Shijun Zhu, PhD, (1.2 calendar months [10% effort] all years) is an Assistant Professor in the Organizational Systems and Adult Health Department at the SON. He also serves as a statistician and data manager for the Office of Research and Scholarship. Dr. Zhu has worked with members of the proposed Center for years and has co-authored multiple publications with them. He will be responsible for providing design and statistical support to the Pilot PIs and for assisting with data management requirements, including storage of data files with personal health information (PHI) on the school’s PHI compliant server.
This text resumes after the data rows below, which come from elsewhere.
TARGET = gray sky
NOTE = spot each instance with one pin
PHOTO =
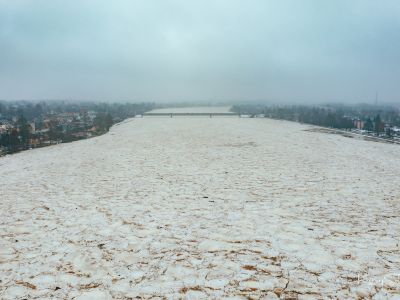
(176, 50)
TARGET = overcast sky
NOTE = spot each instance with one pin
(176, 50)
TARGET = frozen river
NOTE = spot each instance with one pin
(201, 208)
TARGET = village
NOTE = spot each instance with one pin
(25, 126)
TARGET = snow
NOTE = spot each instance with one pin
(201, 208)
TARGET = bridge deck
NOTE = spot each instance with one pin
(189, 114)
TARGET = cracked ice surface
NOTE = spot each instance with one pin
(201, 208)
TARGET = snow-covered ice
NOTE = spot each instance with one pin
(202, 208)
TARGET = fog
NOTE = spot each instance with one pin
(200, 50)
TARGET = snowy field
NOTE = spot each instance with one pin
(202, 208)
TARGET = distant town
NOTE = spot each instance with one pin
(27, 125)
(378, 121)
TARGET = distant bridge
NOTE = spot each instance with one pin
(228, 114)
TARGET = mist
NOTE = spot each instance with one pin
(170, 50)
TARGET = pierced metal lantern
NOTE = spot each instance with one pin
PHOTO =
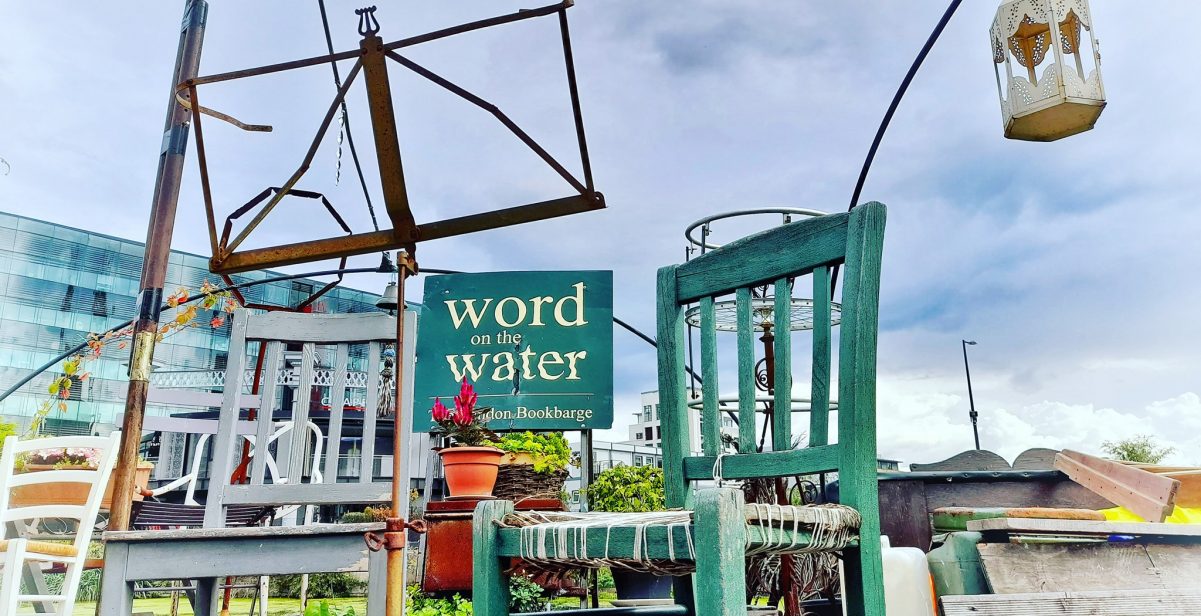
(1052, 83)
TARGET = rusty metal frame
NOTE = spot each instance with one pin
(371, 60)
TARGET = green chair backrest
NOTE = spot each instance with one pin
(781, 257)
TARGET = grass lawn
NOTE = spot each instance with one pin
(161, 606)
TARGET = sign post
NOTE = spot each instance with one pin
(537, 346)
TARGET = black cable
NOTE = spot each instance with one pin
(346, 115)
(888, 115)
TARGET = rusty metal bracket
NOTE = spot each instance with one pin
(370, 59)
(394, 534)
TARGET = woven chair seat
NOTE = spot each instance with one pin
(569, 539)
(45, 548)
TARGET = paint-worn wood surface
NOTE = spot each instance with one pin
(215, 552)
(1014, 568)
(721, 588)
(490, 587)
(1094, 603)
(1071, 527)
(778, 258)
(1148, 495)
(971, 460)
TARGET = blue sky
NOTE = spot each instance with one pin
(1071, 263)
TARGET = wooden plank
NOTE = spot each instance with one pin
(1147, 495)
(721, 557)
(903, 515)
(969, 460)
(1073, 527)
(782, 381)
(1094, 603)
(1011, 568)
(193, 398)
(309, 494)
(490, 586)
(856, 405)
(746, 372)
(372, 410)
(266, 418)
(810, 460)
(788, 250)
(298, 327)
(220, 466)
(1063, 492)
(819, 382)
(673, 405)
(710, 422)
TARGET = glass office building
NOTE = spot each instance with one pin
(59, 283)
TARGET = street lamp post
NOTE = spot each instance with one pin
(973, 414)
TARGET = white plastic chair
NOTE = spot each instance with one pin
(18, 551)
(281, 429)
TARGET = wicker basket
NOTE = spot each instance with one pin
(515, 482)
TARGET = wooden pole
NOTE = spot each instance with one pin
(154, 264)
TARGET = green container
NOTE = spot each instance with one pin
(955, 566)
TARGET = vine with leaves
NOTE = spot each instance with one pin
(187, 310)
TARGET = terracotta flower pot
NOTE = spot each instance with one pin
(471, 471)
(71, 492)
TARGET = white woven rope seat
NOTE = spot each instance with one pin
(561, 539)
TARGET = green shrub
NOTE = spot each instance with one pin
(321, 585)
(549, 450)
(324, 609)
(420, 604)
(627, 489)
(525, 594)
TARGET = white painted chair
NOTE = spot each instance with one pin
(18, 551)
(273, 471)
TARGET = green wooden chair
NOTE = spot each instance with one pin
(715, 530)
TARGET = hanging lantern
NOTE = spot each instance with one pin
(1052, 83)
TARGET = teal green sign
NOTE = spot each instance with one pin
(536, 345)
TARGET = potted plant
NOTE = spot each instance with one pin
(73, 459)
(535, 465)
(632, 489)
(471, 461)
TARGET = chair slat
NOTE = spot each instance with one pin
(710, 437)
(782, 381)
(336, 407)
(770, 464)
(746, 371)
(266, 419)
(819, 396)
(788, 250)
(370, 412)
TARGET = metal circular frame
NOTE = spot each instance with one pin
(729, 404)
(762, 312)
(706, 220)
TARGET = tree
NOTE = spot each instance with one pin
(1139, 448)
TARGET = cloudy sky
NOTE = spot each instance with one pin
(1071, 263)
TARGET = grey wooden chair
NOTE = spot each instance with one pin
(216, 551)
(711, 530)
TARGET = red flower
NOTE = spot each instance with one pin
(465, 404)
(440, 411)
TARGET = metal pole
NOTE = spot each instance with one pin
(973, 414)
(396, 531)
(154, 265)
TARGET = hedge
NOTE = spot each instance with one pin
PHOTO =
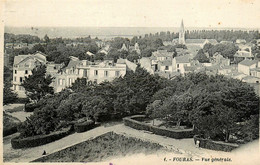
(177, 134)
(215, 145)
(30, 107)
(84, 126)
(38, 140)
(9, 131)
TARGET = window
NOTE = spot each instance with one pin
(96, 72)
(20, 88)
(60, 81)
(117, 73)
(85, 73)
(106, 73)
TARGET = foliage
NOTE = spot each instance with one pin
(37, 85)
(214, 104)
(8, 94)
(42, 122)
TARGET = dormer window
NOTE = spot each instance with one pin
(96, 72)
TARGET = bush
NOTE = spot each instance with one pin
(215, 145)
(177, 134)
(10, 125)
(38, 140)
(30, 107)
(9, 131)
(21, 100)
(84, 126)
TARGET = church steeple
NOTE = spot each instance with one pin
(182, 34)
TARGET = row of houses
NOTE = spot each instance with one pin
(97, 72)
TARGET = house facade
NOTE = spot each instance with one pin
(246, 65)
(22, 67)
(95, 72)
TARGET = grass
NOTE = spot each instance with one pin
(104, 147)
(14, 108)
(10, 124)
(9, 121)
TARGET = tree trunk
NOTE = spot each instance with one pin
(178, 124)
(227, 136)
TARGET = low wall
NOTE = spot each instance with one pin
(38, 140)
(84, 126)
(215, 145)
(9, 131)
(177, 134)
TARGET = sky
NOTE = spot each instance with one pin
(133, 13)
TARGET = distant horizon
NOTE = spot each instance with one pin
(258, 28)
(103, 32)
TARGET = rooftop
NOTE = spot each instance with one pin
(166, 63)
(183, 59)
(162, 53)
(200, 41)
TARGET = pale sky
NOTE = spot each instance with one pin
(133, 13)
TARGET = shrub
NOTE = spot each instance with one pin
(10, 125)
(42, 122)
(38, 140)
(30, 107)
(214, 145)
(177, 134)
(84, 126)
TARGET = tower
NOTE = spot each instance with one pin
(182, 34)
He will meet with each Pilot PI to discuss design and statistical power issues prior to the study start, and then throughout the project.
The Administrative Core of the OASIS Center will provide the structure and fiscal resources necessary to ensure successful management of overall center activities including the development, promotion, and fiscally responsible management of center resources.
The mission of the Model Development and Phenotyping Core (MDPC) is to provide the pilot principle investigators with infrastructure and specific conceptual and applied expertise in preclinical and clinical pain model development, behavioral testing, and phenotype evaluation. The MDPC also will develop novel chronic pain models and behavioral assays. The MDPC is co-directed by Todd Gould, MD, and Joel Greenspan, PhD, who have established expertise in preclinical model development and behavioral testing (Gould) and clinical experimental pain model development and psychometric/behavioral testing (Greenspan).
The purpose of the Omics Core is to combine rigorous phenotyping of preclinical models and patients in chronic pain with cutting-edge omics methods to advance our understanding of how individual differences can reduce or amplify response to self-management interventions, as well as resilience, motivation, and capability to engage.
The purpose of the Pilot Projects Core (PPC) is to support and mentor nurse scientists in the development, implementation, and dissemination of findings of pilot studies that examine how individual differences can reduce or amplify the response to and the omics that underlie resilience, motivation, and capability to engage in self-management interventions.